Hi Patrick,
yes, I was talking about the flock mount option, and I believe this is
an interface to allow the application to request locks from ldlm.
Without the flock mount option applications that rely on POSIX locking
are in trouble.
I'm not sure if the applications believe that they have acquired a lock,
or if it's the decision of some application to behave as if they had a
lock (ignoring that there may be race conditions with other threads or
processes). I'm also not sure if Gaussian uses flock at all but I
thought so. However, I can't find any document about this.

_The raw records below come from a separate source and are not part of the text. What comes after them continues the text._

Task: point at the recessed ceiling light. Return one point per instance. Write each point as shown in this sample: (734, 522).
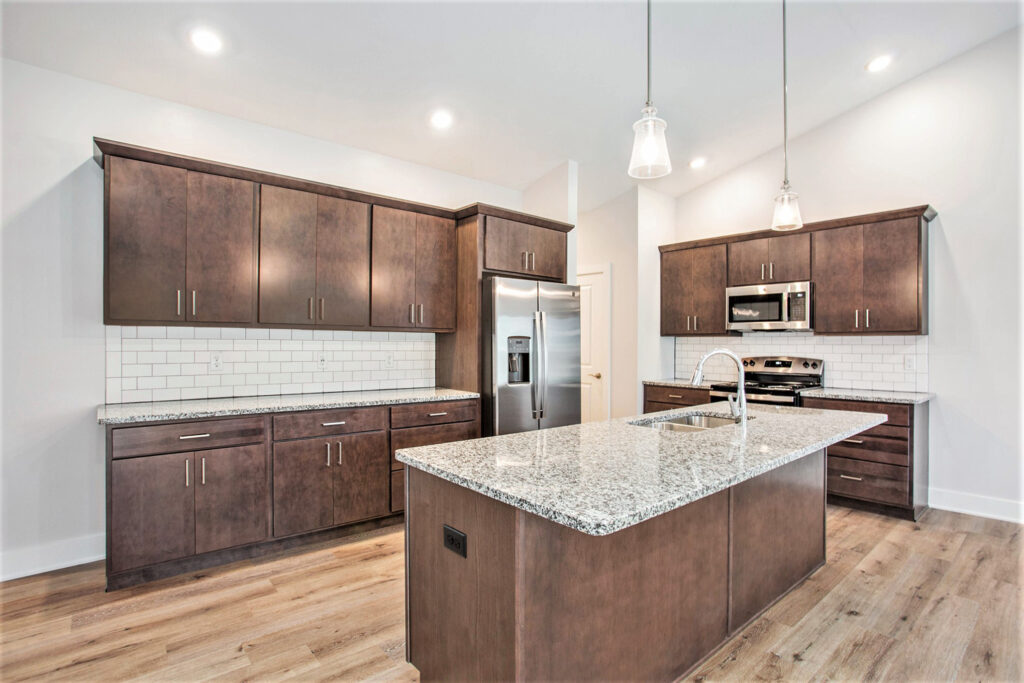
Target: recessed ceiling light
(880, 62)
(441, 119)
(206, 41)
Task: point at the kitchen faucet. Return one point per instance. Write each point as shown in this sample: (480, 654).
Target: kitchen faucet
(737, 404)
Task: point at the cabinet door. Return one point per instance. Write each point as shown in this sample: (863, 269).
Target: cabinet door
(342, 262)
(548, 249)
(709, 290)
(790, 258)
(220, 260)
(287, 256)
(303, 493)
(891, 276)
(361, 477)
(676, 295)
(837, 266)
(748, 262)
(392, 287)
(231, 497)
(153, 511)
(506, 245)
(145, 242)
(435, 264)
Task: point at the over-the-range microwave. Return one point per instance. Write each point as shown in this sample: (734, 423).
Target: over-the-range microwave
(768, 307)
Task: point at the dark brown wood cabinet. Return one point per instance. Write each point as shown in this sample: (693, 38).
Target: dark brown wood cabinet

But you are right, the syslog message about syncing data on log cancel
is no indication if the mount option is used. It could as well be a
lustre internal lock.
Martin
On 09/07/2015 03:25 PM, Patrick Farrell wrote:
Martin,
Interesting find on the quota stuff.
About file locking...
Flock (the mount option I think you're talking about) refers specifically to POSIX
file locks. It does not change the normal Lustre locking, it only controls POSIX file
locking, which is voluntary in any case (in the sense that an application can request and
wait for such a lock if it is held elsewhere, but it can also or read write without asking
for the lock).
- Patrick
________________________________________
From: Martin Hecht [hecht(a)hlrs.de]
Sent: Monday, September 07, 2015 4:46 AM
To: Patrick Farrell; Kumar, Amit; hpdd-discuss(a)lists.01.org
Subject: Re: [HPDD-discuss] Stale File is it possible?
Hi Amit and Patrick,
On 09/04/2015 11:09 PM, Patrick Farrell wrote:
> Sent this once already, but in reply to the wrong message...
>
> Martin might know about that short read thing, since his site has a nice wiki page on
it:
>
https://wickie.hlrs.de/platforms/index.php/Lustre_short_read
sure. At first I didn't relate this question to short reads, but
"Erroneous read. Read 1 instead of 8" sounds a bit like short reads.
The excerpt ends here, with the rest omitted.